“Don’t let accountants run your business!” My dear dad gave me that advice when I started my own company. This was especially meaningful because not only was he a CPA; he also had a career in financial management in the Fortune 500. Many times, he relayed stories about how decisions that were based solely on an accounting perspective would have been terrible for the business.
There’s a simple reason for this, though it’s not readily apparent to business owners when they’re speaking to their own accountants: Accounting is a compliance process – not a management process. The methods and practices of accounting have little relation to the operation of a business.
The accounting methods common across all industries are based on a series of esoteric rules, formulae, and terminology meant to record an entity’s assets and income for the purpose of paying taxes. In fact, the core theory (if we can call it that) from which all accounting is based was developed by a Venetian monk more than 520 years ago. His name was Luca Pacioli, and he invented the double entry bookkeeping method built into every general ledger software program sold today.
Space flight, computers, open-heart surgery, Starbucks … all invented in the last hundred years. How crazy is it that no one has come up with a better way to record cashflow in over half a millennium?
The ancient practice of accountancy, and the financial analysis methods built on top of it (like so many layers of dry paint) are the reason business owners endure tedious conversations with their CPA about how that equipment purchase last June was improperly recorded, or why they owe more in taxes & penalties this year. And to emphasize my dad’s point, it’s why accountants can’t provide good advice on important business decisions.
What should you do, then, if you want to use the financial information coming out of your business to guide it to more profitable growth?
What can you rely on when the numbers on your P&L and balance sheet can’t tell you whether you should change the product mix, pursue a different market, increase marketing spend, or help with any number of real-world decisions you face?

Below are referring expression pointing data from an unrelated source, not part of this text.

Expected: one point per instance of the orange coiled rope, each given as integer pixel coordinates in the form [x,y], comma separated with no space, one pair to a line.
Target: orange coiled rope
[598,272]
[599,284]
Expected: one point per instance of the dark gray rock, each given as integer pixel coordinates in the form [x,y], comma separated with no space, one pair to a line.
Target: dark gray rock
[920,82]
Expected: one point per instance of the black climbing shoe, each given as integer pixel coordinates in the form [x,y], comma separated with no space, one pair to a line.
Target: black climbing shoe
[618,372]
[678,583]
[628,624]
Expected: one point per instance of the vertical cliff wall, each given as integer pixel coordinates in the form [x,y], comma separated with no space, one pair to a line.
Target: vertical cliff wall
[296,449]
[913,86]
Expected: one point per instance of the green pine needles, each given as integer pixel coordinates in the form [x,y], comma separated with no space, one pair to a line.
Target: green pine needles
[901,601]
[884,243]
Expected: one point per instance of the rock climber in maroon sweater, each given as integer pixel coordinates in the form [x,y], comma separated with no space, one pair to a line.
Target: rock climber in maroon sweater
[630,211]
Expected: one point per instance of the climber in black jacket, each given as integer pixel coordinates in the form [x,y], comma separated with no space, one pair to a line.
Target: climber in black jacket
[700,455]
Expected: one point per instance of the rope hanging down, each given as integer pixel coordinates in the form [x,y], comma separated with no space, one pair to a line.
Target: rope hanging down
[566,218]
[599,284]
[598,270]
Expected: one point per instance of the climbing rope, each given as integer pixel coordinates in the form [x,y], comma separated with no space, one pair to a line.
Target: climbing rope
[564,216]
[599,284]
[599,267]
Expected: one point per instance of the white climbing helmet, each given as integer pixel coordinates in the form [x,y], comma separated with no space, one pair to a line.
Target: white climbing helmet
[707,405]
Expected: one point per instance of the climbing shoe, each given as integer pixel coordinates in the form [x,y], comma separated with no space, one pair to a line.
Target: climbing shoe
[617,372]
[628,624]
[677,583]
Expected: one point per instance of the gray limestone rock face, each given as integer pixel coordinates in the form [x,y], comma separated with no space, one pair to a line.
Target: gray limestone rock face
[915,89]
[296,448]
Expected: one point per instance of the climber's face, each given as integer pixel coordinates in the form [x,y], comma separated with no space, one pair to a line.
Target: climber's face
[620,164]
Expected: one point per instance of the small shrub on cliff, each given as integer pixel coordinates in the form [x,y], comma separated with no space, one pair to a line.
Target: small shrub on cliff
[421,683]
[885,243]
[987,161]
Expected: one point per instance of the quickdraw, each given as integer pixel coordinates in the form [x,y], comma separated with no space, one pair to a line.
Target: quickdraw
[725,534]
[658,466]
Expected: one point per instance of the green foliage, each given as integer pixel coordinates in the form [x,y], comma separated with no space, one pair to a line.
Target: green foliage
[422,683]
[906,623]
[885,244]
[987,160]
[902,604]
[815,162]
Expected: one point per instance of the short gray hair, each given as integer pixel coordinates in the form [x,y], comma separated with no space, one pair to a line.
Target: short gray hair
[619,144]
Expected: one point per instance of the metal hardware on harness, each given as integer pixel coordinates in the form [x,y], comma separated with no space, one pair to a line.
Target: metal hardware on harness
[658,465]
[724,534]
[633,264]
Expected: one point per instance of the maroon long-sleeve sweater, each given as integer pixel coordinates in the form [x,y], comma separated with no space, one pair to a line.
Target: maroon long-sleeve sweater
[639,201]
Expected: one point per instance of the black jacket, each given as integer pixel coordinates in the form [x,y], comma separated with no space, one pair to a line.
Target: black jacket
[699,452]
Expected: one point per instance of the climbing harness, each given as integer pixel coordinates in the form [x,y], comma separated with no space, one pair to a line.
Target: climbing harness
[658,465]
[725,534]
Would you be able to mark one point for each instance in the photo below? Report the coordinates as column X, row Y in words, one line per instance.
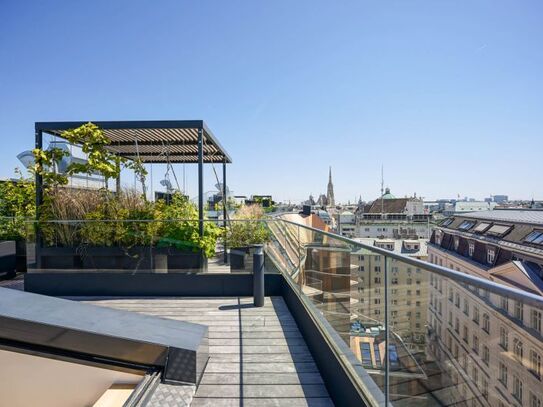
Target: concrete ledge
column 99, row 333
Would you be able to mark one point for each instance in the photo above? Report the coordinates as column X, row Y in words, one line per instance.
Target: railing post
column 258, row 276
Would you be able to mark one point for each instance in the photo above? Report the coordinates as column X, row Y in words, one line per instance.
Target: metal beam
column 39, row 197
column 201, row 181
column 58, row 127
column 224, row 200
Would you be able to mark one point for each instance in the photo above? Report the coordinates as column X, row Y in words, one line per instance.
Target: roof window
column 466, row 225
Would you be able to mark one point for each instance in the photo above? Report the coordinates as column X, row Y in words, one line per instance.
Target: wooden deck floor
column 257, row 355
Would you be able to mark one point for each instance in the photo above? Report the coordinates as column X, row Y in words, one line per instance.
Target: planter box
column 59, row 258
column 137, row 258
column 178, row 260
column 20, row 256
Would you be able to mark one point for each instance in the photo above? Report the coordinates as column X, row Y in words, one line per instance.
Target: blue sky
column 447, row 95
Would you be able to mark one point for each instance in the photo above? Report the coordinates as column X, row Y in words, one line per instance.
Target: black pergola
column 168, row 141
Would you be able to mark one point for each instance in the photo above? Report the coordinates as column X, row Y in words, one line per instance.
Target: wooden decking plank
column 258, row 356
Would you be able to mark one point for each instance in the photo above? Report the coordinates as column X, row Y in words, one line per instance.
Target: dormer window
column 490, row 255
column 471, row 248
column 536, row 237
column 482, row 227
column 499, row 230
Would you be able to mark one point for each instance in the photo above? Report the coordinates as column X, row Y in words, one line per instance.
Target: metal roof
column 174, row 141
column 533, row 217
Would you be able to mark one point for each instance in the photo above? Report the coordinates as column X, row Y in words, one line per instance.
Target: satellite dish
column 26, row 158
column 166, row 183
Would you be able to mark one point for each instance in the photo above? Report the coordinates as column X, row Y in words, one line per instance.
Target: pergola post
column 224, row 206
column 39, row 197
column 201, row 181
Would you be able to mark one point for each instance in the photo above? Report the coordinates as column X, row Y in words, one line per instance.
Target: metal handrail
column 458, row 276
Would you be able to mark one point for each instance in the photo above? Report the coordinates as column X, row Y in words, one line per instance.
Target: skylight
column 481, row 227
column 535, row 237
column 499, row 230
column 447, row 222
column 466, row 225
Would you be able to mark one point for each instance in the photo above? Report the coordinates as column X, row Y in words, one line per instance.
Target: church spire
column 330, row 200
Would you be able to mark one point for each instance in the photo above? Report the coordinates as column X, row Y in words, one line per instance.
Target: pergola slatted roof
column 174, row 141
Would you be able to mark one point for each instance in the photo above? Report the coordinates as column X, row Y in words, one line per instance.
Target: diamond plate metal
column 169, row 395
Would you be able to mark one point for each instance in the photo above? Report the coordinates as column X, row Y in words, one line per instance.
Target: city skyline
column 352, row 86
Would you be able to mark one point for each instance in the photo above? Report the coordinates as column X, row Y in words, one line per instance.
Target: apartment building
column 409, row 289
column 395, row 218
column 492, row 346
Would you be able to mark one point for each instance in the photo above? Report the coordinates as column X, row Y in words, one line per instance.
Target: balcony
column 329, row 332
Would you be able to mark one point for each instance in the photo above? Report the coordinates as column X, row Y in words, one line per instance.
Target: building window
column 535, row 363
column 503, row 374
column 484, row 388
column 490, row 255
column 518, row 349
column 535, row 320
column 475, row 346
column 504, row 304
column 517, row 388
column 535, row 401
column 476, row 315
column 519, row 310
column 486, row 323
column 475, row 374
column 486, row 355
column 504, row 340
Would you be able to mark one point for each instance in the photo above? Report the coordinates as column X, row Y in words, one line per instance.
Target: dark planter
column 137, row 258
column 20, row 256
column 8, row 257
column 59, row 258
column 241, row 258
column 178, row 260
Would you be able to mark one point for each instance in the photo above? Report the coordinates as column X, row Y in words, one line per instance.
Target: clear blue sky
column 448, row 95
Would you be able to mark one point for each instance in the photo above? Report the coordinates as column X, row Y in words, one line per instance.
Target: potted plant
column 17, row 205
column 244, row 232
column 177, row 235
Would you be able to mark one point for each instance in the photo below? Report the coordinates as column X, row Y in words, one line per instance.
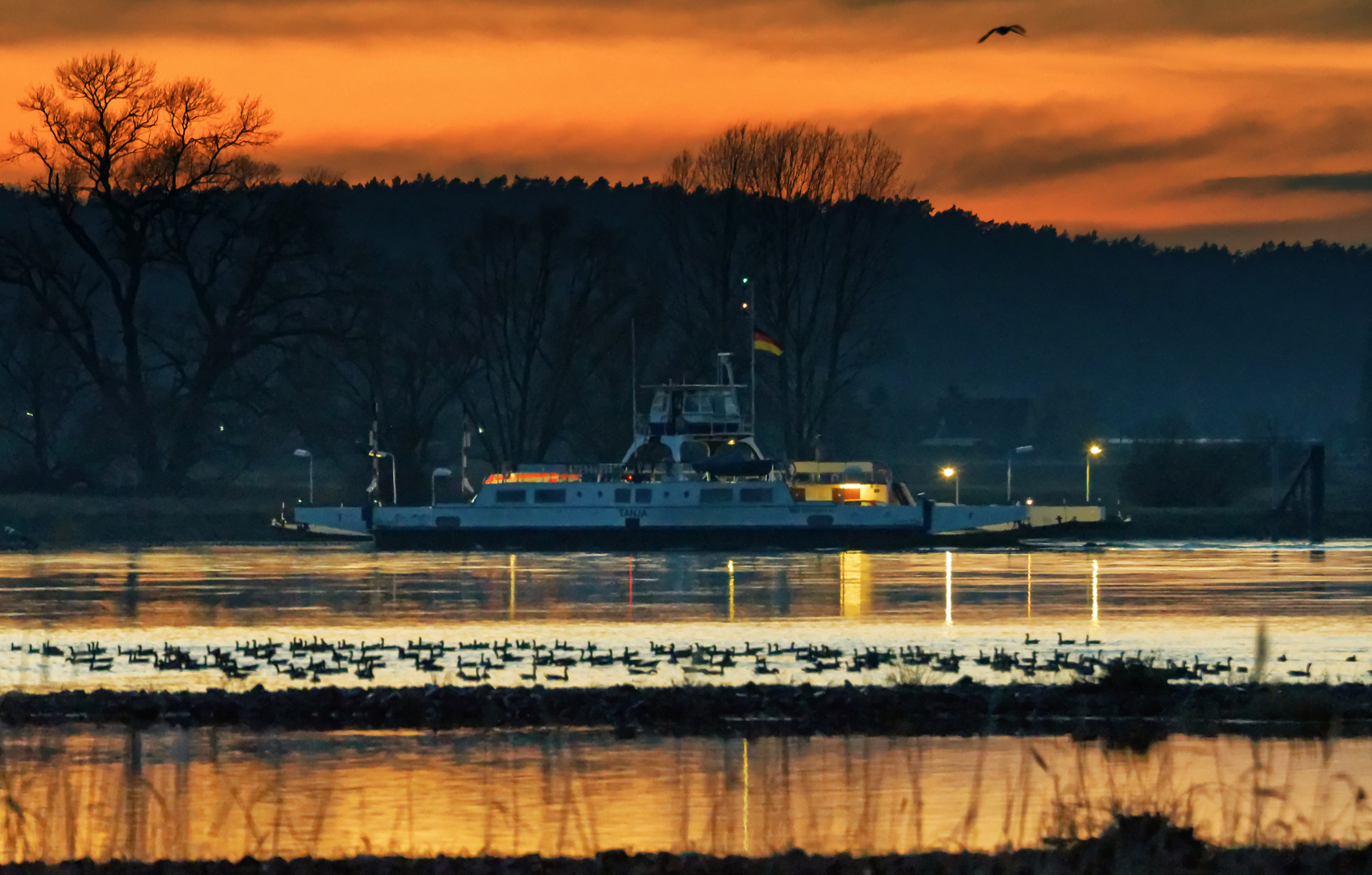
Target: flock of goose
column 482, row 661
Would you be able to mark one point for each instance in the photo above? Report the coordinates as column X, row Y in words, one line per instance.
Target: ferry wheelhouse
column 692, row 477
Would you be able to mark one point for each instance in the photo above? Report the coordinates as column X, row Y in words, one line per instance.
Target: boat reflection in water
column 210, row 794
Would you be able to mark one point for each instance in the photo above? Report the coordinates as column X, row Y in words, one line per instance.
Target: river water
column 212, row 794
column 1175, row 601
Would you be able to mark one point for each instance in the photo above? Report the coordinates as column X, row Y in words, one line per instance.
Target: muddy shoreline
column 1124, row 712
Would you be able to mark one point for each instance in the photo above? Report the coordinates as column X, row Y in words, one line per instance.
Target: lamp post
column 1009, row 459
column 752, row 356
column 390, row 455
column 438, row 472
column 1091, row 453
column 956, row 483
column 306, row 455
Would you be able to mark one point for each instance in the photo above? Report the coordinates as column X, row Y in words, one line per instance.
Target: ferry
column 693, row 476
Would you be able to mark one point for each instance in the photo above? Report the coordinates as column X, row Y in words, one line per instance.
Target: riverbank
column 1128, row 712
column 71, row 522
column 1130, row 843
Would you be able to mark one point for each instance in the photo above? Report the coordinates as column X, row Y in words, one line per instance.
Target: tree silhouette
column 160, row 251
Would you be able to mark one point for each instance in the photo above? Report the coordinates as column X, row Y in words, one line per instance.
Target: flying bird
column 1003, row 31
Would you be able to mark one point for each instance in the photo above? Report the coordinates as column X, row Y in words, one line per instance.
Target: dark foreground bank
column 1132, row 843
column 1131, row 711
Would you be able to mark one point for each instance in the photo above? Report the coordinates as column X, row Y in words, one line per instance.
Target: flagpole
column 752, row 360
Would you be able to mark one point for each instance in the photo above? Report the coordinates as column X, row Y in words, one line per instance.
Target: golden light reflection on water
column 1176, row 602
column 227, row 794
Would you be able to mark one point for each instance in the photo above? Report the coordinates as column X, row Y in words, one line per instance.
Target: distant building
column 983, row 423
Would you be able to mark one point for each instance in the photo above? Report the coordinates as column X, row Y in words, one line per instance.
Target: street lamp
column 306, row 455
column 438, row 472
column 390, row 455
column 956, row 483
column 1091, row 453
column 1010, row 459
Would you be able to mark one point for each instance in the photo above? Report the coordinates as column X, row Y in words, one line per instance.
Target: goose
column 1003, row 31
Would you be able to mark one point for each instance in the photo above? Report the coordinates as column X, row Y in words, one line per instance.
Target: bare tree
column 819, row 225
column 183, row 263
column 545, row 305
column 398, row 356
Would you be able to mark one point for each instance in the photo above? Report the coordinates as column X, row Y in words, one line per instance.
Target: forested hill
column 1229, row 342
column 512, row 303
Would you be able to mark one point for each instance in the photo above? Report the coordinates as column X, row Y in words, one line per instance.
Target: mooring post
column 1316, row 495
column 1276, row 490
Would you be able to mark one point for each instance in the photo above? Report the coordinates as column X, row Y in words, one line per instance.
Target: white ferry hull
column 791, row 527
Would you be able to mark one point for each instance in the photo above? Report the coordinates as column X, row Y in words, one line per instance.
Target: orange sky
column 1187, row 122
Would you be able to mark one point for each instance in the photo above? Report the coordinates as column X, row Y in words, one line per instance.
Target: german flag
column 764, row 344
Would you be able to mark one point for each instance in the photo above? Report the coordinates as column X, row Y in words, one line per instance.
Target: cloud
column 1264, row 186
column 762, row 25
column 1001, row 156
column 1349, row 228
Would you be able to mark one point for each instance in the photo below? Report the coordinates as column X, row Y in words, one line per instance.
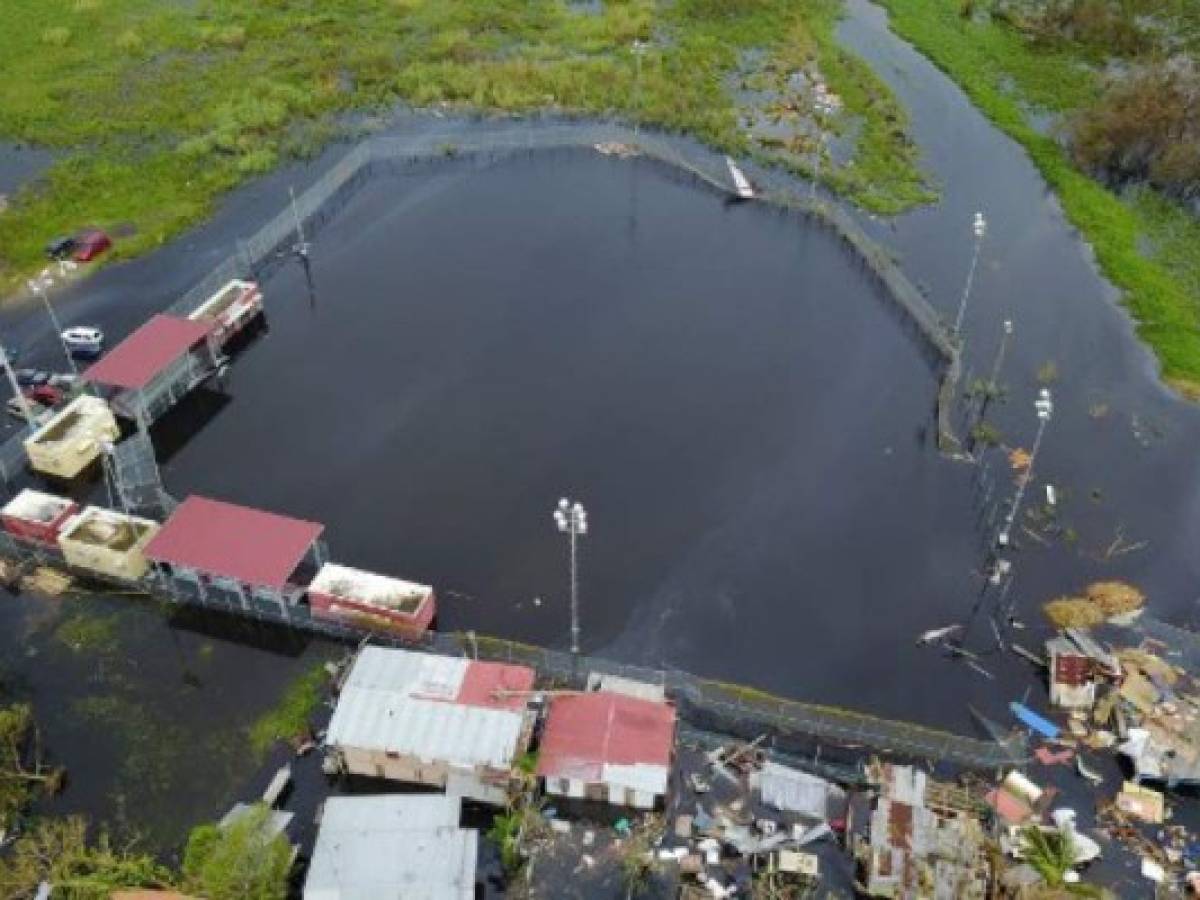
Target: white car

I’ll share what I’ve done to follow my dad’s good advice to keep accounting from getting in the way of running my business. It involved making one executive decision and practicing a simple mental trick.
The decision was to outsource all the traditional accounting in my businesses. I eliminated the complexity of managing an internal accounting function by delegating my tax and bank reporting to outside personnel who know the secret methods of the Ancient Order of Bookkeepers. By doing this, I keep the noise level from these activities down to a minimum so I can focus on what’s important to the growth & profitability of my core business.
If you’re thinking at this point that outsourcing gives up too much control, keep in mind that accuracy and timeliness are the only requirements of accounting. There’s nothing to “control” except picking the right vendor.
The mental trick is to only see the numbers that reflect core business activity when you look at your financial reports. In other words, ignore the account names and line items that are written for compliance purposes and home in on the few key numbers that matter: top line revenues, gross profit, and operating profit. I also record some operating metrics in my own spreadsheets to track trends.
The owners I know (including accountants who run their own firms) are in business for a reason; and it’s not to keep the books or read the latest tax regulations. So, before any accountant in your family takes offense at my reference to “normal people” in the title, remind them that their chosen profession is secure for at least another 500 years.